Todd addresses  University Senate

Stresses need for more research funding, space

UK President Lee Todd outlined both academic and financial goals for the upcoming school year as UK tries to compete with other universities for top-20 status at yesterday’s University Senate meeting.

“These are moving targets, and I try to tell the legislature and the leaders these folks are not going to come down,” Todd said.

Todd will address the state legislature in February to request funding for the next two years. Among Todd’s requests will be money to build more research facilities.

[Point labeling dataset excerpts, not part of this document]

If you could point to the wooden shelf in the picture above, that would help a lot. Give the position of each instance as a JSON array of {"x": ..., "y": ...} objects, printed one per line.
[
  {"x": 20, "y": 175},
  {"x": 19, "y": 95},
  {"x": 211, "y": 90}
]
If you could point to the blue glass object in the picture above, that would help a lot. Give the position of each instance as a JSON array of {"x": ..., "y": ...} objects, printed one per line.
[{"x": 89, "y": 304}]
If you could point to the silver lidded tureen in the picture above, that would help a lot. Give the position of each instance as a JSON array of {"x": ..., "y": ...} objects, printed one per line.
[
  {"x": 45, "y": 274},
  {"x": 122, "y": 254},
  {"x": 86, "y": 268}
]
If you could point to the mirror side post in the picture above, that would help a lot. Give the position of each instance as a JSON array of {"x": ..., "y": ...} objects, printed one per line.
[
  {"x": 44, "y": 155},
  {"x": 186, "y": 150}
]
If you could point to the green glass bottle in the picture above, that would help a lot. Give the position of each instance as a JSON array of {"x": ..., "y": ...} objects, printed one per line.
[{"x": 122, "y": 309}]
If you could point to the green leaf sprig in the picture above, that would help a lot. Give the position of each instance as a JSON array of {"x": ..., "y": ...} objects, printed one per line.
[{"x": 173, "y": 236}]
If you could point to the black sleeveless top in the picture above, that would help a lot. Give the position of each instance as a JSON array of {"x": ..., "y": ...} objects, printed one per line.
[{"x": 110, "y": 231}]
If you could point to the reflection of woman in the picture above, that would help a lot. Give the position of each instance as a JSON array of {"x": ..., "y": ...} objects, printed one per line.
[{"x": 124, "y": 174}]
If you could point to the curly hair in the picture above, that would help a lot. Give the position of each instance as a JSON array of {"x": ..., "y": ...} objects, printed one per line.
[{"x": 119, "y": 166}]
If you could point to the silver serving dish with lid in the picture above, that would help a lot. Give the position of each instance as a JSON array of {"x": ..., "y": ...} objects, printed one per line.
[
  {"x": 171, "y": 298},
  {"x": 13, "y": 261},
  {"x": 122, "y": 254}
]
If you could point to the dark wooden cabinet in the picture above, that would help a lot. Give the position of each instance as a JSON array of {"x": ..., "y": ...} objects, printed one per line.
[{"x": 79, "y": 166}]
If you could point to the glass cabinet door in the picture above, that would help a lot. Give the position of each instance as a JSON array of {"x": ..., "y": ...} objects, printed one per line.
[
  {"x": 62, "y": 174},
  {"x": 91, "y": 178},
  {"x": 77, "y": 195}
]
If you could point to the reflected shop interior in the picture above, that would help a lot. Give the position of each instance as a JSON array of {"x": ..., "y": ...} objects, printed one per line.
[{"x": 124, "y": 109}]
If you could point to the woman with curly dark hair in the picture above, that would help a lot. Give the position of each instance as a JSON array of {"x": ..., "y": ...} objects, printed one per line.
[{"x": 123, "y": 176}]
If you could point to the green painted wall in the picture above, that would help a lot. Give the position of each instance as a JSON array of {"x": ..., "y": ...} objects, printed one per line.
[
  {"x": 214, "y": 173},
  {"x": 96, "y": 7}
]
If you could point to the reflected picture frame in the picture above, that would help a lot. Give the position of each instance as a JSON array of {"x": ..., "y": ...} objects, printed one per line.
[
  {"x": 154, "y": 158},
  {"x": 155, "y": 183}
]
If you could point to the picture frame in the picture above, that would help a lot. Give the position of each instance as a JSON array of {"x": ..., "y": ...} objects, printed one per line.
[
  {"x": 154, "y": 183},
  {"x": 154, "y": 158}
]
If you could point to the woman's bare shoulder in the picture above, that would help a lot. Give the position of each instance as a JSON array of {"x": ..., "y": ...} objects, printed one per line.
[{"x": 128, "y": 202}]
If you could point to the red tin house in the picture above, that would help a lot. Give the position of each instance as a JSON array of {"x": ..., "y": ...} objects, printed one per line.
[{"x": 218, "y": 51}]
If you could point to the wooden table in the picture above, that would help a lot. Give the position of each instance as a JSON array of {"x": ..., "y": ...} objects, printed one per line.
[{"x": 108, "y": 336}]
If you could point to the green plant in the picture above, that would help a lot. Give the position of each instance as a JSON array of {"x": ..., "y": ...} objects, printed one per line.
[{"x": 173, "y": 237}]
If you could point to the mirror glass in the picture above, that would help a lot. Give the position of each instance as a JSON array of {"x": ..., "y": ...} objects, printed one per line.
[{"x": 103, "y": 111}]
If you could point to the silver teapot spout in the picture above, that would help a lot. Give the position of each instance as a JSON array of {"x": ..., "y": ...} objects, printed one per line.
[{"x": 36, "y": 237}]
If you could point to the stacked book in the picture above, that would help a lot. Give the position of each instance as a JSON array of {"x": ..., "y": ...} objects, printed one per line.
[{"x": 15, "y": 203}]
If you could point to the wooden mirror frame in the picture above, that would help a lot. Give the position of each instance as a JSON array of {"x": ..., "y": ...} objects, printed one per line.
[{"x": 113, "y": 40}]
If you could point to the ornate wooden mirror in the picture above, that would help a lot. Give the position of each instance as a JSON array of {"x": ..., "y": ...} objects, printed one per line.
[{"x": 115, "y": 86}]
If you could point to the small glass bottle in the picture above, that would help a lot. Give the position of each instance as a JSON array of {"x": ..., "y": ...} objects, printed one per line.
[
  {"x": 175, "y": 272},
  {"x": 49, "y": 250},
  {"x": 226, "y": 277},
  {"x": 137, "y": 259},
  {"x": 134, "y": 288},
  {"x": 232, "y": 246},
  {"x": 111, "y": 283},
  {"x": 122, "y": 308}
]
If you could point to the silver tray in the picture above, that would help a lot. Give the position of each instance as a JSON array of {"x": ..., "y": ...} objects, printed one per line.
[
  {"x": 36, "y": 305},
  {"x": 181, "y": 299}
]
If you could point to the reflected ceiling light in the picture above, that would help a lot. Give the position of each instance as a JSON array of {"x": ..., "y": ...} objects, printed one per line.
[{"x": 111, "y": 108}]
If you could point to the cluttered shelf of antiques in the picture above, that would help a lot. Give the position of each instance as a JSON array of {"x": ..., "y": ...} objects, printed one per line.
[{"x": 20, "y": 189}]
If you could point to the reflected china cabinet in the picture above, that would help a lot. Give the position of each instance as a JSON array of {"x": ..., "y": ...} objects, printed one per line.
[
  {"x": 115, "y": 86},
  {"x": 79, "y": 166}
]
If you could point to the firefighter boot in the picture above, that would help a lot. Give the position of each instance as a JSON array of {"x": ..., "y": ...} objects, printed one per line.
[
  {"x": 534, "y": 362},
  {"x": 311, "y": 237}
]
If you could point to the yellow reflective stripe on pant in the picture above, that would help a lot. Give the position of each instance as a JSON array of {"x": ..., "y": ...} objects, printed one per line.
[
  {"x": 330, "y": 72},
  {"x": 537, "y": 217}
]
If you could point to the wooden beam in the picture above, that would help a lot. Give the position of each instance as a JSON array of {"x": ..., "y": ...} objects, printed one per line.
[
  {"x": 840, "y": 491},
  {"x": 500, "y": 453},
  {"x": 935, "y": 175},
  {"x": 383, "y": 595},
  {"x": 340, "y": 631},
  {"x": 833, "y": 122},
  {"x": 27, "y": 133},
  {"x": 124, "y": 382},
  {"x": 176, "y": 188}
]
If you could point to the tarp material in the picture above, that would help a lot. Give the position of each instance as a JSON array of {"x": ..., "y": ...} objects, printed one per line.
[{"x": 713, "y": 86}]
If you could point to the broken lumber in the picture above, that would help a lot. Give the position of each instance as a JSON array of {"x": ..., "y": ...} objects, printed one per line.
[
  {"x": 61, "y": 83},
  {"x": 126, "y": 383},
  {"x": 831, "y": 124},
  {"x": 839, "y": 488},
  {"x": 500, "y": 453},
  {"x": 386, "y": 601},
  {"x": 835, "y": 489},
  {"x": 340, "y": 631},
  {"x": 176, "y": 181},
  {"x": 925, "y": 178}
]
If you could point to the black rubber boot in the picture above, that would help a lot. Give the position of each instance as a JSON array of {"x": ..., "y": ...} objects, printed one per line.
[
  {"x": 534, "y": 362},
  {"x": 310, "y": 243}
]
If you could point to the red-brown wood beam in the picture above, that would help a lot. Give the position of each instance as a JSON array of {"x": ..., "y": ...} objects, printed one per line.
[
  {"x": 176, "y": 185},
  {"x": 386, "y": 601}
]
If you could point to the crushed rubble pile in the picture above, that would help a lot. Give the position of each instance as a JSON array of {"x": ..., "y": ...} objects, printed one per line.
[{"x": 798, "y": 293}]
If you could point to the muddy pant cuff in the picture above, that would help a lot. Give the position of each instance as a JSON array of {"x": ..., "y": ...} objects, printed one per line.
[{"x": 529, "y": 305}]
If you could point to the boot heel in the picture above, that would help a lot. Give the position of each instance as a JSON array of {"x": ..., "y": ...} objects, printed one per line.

“If we can’t get more research space, that’s it,” Todd said. “Right now, we’re back against the wall.”

To free up space on Central Campus, the top of the Lucille Caudill Little Fine Arts Library is being converted to classroom space, and UK’s data center may move out of McVey Hall, Todd said.

“That’s the best we can do in the short term,” Todd said.

Todd also discussed UK’s new admissions standards. Since 2000, UK has increased the incoming freshman class from about 3,000 to 4,000.

“We’ve been picking up a larger sample of lower ACT scores,” Todd said.

The average ACT score among incoming freshman fell 0.7 points between 2005 and 2006, from 24.6 to 23.9. The average SAT score of incoming freshman also dropped, and the student-faculty ratio rose.

New and more rigorous admissions standards, which will cap the number of freshmen admitted to UK, and additional faculty will help improve the university’s average scores, Todd said, as will community outreach.

“We are going to get our hands dirty, as I told our senators, to get those kids at K-12,” Todd said.

The University Studies Program, discussed at yesterday’s Senate meeting, will also be the focus of close analysis in the months to come.

The draft proposal for the new USP requirements has been submitted to the deans of colleges. The draft with the tentative new USP requirements will be released to the public Oct. 1.

“The proposal is quite a provocative one, not just in terms of content but in terms of curricula,” said Phil Kraemer, associate provost for undergraduate education.

Kraemer said that after the USP draft is approved, faculty members will be appointed to decide how to best implement changes to the program. The goal for enacting the new USP requirements is Fall 2009.

“It’s going to take a lot of time and a lot of people,” Kraemer said.